Please take a look and see if you can suggest any improvements.
The screen wall will face south and I live in Georgia.
The loft is 8' high (inside measurement)


----------



## spirit wings (Mar 29, 2008)

I like the open air design...just two things, you may want to make the boxes 24 iches if you can, so they can fit two nest bowls in there, as the hen will move to the next bowl while the cock bird is still feeding the last young ones. also you may want to make some "weather sheilds" to put up over the hardware cloth for winter storms or ice storms on those occasions. do you have a place for the ybs?


----------



## randymcone (Nov 19, 2008)

I have several thinsalite backed nylon tarps that I plan on customizing to fit the screen walls so that when winter comes to Georgia (usually a Thursday through Friday afternoon) I can just let them unroll and snap them in place from thier stored postions in the rafters. I have room to make the nest boxes bigger so I'll be sure to follow your advice.
I plan on starting with a few yb's.
I'm not dedicated on one particular breed yet and tend to adopt unwanted animals...Hence my collection of ugly, pound rescue dogs. LOL
If I had the cash to spend I'd rather build a 10x15 loft but with 2 children (Who are also thrilled about starting) I'll settle for this starter loft.


----------



## spirit wings (Mar 29, 2008)

randymcone said:


> I have several thinsalite backed nylon tarps that I plan on customizing to fit the screen walls so that when winter comes to Georgia (usually a Thursday through Friday afternoon) I can just let them unroll and snap them in place from thier stored postions in the rafters. I have room to make the nest boxes bigger so I'll be sure to follow your advice.
> I plan on starting with a few yb's.
> I'm not dedicated on one particular breed yet and tend to adopt unwanted animals...Hence my collection of ugly pound rescue dogs. LOL


oh I see, I think the pigeons will be happy in there, you want to makes sure though that you do not get too many cock birds and too few hens as they will fight for nest boxes and hens, so pairs are the way to go....good for you on the pound resuces...i bet they are sweet.


----------



## randymcone (Nov 19, 2008)

I had planned on trying to get a few M/F pairs at a time unless a single or un-sexed pair come up for adoption. 
I raised rollers and fantails when I was younger and had started with 4 breeding pairs. I planned on starting the same way this time unless, like I said a bird or birds needs a new home.
The great thing about this design is that it costs less than $200 to build from new material and I have room to build 4 more.


----------



## spirit wings (Mar 29, 2008)

randymcone said:


> I had planned on trying to get a few M/F pairs at a time unless a single or un-sexed pair come up for adoption.
> I raised rollers and fantails when I was younger and had started with 4 breeding pairs. I planned on starting the same way this time unless, like I said a bird or birds needs a new home.
> The great thing about this design is that it costs less than $200 to build from new material and I have room to build 4 more.

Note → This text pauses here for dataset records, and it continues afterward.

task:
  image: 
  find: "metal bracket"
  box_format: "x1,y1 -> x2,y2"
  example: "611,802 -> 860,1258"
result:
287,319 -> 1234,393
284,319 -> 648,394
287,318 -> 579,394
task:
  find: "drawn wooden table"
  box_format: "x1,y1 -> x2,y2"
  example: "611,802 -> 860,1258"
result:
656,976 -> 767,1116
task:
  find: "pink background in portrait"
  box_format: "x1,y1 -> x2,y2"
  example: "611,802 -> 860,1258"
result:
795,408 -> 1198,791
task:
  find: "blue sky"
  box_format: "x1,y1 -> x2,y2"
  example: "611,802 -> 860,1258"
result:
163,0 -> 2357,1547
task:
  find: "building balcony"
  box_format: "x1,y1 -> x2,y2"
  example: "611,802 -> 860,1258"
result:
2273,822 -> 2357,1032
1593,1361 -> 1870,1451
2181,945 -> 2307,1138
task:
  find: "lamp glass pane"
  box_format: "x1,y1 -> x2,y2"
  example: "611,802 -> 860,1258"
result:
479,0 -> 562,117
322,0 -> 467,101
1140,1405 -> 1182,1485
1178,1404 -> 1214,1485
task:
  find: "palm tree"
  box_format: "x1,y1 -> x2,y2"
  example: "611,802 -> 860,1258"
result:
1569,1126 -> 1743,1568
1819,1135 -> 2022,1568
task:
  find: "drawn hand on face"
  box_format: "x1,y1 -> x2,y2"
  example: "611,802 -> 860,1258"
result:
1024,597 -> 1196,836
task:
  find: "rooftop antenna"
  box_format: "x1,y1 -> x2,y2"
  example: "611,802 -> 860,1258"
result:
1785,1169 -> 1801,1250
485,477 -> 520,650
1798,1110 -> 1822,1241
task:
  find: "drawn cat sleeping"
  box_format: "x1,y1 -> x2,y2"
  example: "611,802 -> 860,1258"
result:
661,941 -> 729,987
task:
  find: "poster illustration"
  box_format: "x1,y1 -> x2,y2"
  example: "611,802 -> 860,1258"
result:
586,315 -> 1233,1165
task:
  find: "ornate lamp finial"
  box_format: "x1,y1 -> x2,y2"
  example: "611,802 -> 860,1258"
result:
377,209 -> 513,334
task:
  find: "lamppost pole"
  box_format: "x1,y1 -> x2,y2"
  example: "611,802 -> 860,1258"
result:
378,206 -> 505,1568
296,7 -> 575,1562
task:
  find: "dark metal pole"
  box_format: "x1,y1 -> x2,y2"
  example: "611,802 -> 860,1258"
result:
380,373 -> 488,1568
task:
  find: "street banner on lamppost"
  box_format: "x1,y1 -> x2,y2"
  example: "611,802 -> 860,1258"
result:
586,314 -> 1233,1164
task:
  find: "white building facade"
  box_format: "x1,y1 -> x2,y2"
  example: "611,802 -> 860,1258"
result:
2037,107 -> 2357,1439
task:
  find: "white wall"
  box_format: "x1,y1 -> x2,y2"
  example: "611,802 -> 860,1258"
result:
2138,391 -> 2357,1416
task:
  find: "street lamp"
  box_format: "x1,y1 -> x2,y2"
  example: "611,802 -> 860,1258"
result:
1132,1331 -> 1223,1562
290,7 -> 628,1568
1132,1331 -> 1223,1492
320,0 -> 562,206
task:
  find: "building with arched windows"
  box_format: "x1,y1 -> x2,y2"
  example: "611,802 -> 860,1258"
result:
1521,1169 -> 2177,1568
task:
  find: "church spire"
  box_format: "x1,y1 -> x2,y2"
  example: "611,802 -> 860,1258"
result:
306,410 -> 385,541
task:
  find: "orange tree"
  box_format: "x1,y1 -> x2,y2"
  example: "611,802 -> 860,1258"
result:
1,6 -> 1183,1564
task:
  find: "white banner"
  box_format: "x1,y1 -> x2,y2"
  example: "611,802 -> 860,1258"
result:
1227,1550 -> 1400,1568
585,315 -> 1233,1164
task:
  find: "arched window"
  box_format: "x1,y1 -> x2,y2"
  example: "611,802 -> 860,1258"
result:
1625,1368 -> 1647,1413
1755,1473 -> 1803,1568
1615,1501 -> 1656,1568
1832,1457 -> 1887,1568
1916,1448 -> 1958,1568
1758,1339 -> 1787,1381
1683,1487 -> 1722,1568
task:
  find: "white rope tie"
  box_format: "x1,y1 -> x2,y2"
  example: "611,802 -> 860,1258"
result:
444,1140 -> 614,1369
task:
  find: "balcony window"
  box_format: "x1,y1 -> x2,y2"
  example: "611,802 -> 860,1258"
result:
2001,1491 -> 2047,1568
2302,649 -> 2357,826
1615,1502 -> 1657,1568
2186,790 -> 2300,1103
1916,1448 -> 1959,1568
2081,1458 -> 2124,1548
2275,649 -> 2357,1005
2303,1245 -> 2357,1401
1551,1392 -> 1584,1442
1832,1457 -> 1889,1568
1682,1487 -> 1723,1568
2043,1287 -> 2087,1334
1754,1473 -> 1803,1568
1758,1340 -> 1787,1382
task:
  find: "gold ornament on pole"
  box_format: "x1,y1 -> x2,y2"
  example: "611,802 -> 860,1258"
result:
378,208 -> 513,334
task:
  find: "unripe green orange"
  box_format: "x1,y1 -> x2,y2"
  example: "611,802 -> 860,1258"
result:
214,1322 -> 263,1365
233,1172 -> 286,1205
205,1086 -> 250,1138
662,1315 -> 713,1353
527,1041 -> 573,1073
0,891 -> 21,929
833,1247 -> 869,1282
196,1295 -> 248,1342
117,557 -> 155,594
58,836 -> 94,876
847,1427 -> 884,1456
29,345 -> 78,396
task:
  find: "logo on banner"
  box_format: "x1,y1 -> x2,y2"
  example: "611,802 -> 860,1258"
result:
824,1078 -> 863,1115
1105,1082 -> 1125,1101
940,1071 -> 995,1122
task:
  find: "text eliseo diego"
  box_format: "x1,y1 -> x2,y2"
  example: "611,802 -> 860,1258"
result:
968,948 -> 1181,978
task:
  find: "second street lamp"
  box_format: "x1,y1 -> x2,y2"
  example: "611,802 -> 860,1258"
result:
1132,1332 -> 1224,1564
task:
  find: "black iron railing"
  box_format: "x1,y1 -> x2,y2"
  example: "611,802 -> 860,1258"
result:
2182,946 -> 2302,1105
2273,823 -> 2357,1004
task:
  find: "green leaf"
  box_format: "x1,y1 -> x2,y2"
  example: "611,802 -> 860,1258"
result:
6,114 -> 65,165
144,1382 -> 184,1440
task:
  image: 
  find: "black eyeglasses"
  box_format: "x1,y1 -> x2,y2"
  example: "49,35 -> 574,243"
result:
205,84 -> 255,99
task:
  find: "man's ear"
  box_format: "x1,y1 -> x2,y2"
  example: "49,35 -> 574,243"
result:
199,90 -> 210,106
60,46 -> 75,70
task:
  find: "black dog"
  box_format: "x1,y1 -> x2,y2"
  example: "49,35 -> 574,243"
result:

I think you will do very well and they will have a nice home...when do you plan to start?


----------



## randymcone (Nov 19, 2008)

Starting the loft this weekend. Should take just a weekend(Painting included)


----------



## spirit wings (Mar 29, 2008)

randymcone said:


> Starting the loft this weekend. Should take just a weekend(Painting included)


great! you must share pics if you can...we loooove pics...


----------



## randymcone (Nov 19, 2008)

Will do. I sent you a PM as well. Thanks for the advice. I welcome any wisdom anyone can offer.


----------



## Lovebirds (Sep 6, 2002)

Sounds like you're off to a good start and have done your homework. Starting with some young birds is a very good idea......that way, for the time being, you won't have prisoners and you can teach the youngsters to trap and stay at your loft. Most folks that have pigeons wind up with prisoners in spite of all they do, because there's always that special one that you don't want to loose or someone offers you some birds that you can't say no too........and there you have it. Prisoners. LOL
Trying to get "pairs" in young birds is a big IF....because it's almost impossible to sex young pigeons, but if they are raised in the loft together from youngsters, it shouldn't be much of a problem.......not for a while anyway.
Good luck and yea....we'll NEED to see pictures. We're picture addicts I believe.


----------



## RodSD (Oct 24, 2008)

There is a chance that a prisoner can escape without double doors. You said that this is your prisoner loft right? I have this single door and one of my old bird (2 years old) smarted me and escaped. I was blocking the door with my body, but it went to my head, then my shoulder and finally escaped. Luckily for me it didn't went far and came back. That was exhilarating I'll tell you! That bird smarted me 3 times more by going between my leg and the other by flying waist size. Take care!


----------



## learning (May 19, 2006)

randymcone said:


> I am in the planning stage for my new loft.
> I'm starting with only 10 birds.
> This will be a prisoner loft that can be modified in the future.
> Please take a look and see if you can suggest any improvements.
> ...


Hi Randy!

Where in Georgia are you? I am in Canton, about 30 minutes north of Atlanta. I would love to touch base sometime. Drop me a line and maybe we can get together.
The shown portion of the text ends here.